Combined Assurance Case Studies on a Holistic Approach to Organizational Governance
by Gerrit Sarens, Loïc Decaux and Rainer Lenz
ISBN: 978-0-89413-727-3, Publisher: IIA Research Foundation (2012)
Reviewed by: Julie Garland McLellan*
If risk is everywhere why isn't assurance? This is an especially pertinent question for directors as we are required to attest to the adequacy and appropriateness of our controls, risk management, and reward or remuneration structures. How can we do so without a more holistic assurance than the current, hit and miss financial-system centric, and temporal assurance boards typically receive?
This book answers those questions - and does so very well.
It starts by assessing the need for assurance and looks at some lessons emerging from the global financial crisis. In particular it focuses on:
- The inability (or unwillingness) of boards to articulate and measure an acceptable level of risk and the related inability of management to deliver this
- The arrangements that favour risk takers at the expense of risk managers and their associated compensation schemes, and
- The inadequate and often fragmented way boards have traditionally approached risk management and reporting.
The book then sets out how boards can pro-actively address these issues.

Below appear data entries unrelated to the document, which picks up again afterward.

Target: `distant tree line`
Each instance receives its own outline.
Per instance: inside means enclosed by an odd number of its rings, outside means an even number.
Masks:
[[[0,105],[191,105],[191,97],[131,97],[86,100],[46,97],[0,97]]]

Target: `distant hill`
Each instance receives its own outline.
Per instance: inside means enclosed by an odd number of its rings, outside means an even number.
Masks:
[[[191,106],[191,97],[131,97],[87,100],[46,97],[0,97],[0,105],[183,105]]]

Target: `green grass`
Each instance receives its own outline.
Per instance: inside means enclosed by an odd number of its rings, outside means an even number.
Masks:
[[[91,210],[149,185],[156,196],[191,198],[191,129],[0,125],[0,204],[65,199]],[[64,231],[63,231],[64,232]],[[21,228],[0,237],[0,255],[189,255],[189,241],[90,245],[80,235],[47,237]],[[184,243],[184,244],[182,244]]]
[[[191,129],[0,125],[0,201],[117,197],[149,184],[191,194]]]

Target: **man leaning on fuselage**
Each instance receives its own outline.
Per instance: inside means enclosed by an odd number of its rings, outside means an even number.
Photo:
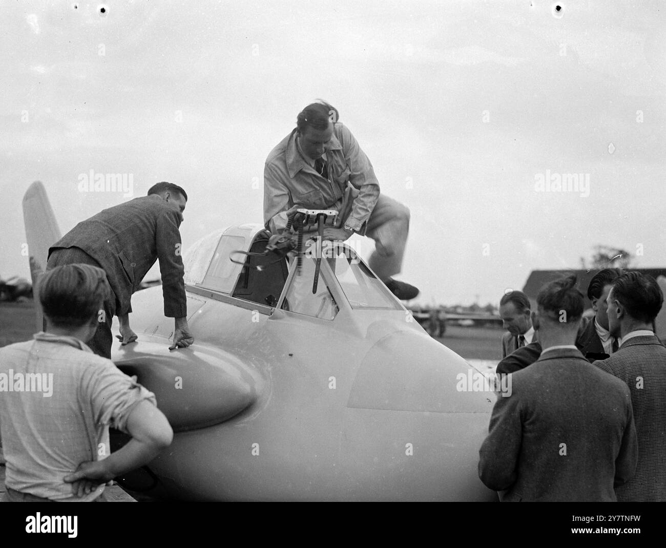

The book tackles head on the issue of risk management evolving into a system that is divorced from the business of the organisation and sets it squarely in the centre of everything the company does. Combined assurance is defined as bringing together assurance providers from different disciplines to provide assurance to the board that all risks are being managed appropriately. If the board does not understand these risks or does not form an adequate view of them then it should be unable to attest that it is discharging its duty. This raises a frightening thought - if most boards don't do combined assurance and yet disclose that all risks are managed appropriately is the attestation baseless?
Bringing different professionals together to view assurance allows for immediate efficiency gains in prioritising work and making sure nothing `drops off the radar'. However it also requires managers and assurance professionals to challenge each other's assumptions and priorities and this is only going to work if the organisational culture allows such behaviour.
In particular, at some stage in time a brave manager is going to have to tell a board "these are the real risks, these could ruin our strategy and destroy shareholder wealth, these are the things we are doing to manage them, but#some risk still remains". That takes courage. It takes a board that is willing to listen and a manager that is willing to stand alongside the risks and facilitate a proper board understanding of them. Few organisations possess a culture where this is easy. Few managers are trained in presenting unpalatable truths to boards (and most presentation skills training will teach them to obfuscate and/or avoid doing so, which is a whole new risk category in and of itself).
The book posits a new role for assurance professionals to work alongside technical and management staff to provide a strategically focused assurance that adds value even as it protects value. At no stage does the book suggest that risk management should fall within the purview of audit. Managers should manage the risks and the assurance professionals should help them to do so. It will not be easy to develop such a role and the case studies illustrate some pitfalls. However the resounding message is one of hope and capability. This positive book puts a pragmatic, rather than Pollyanna-ish, spin on the ideas.
The case studies are rendered nameless but can be fairly easily identified though a little fact checking. The generosity of the managers who provide the insightful quotes is matched by the generosity of the authors who give their interview questions and methodology in the appendices.
This book will make directors uneasy. It should. Complacency is the enemy of true assurance; this book is an assurance professional's true friend, a manager's resource, and a director's call to action. Highly recommended!
* Julie Garland McLellan is a professional non-executive director, board and governance consultant and mentor. She is the author of "Dilemmas, Dilemmas: practical case studies for company directors", "The Director's Dilemma", "All Above Board: Great Governance for the Government Sector" and numerous articles on corporate strategy and governance.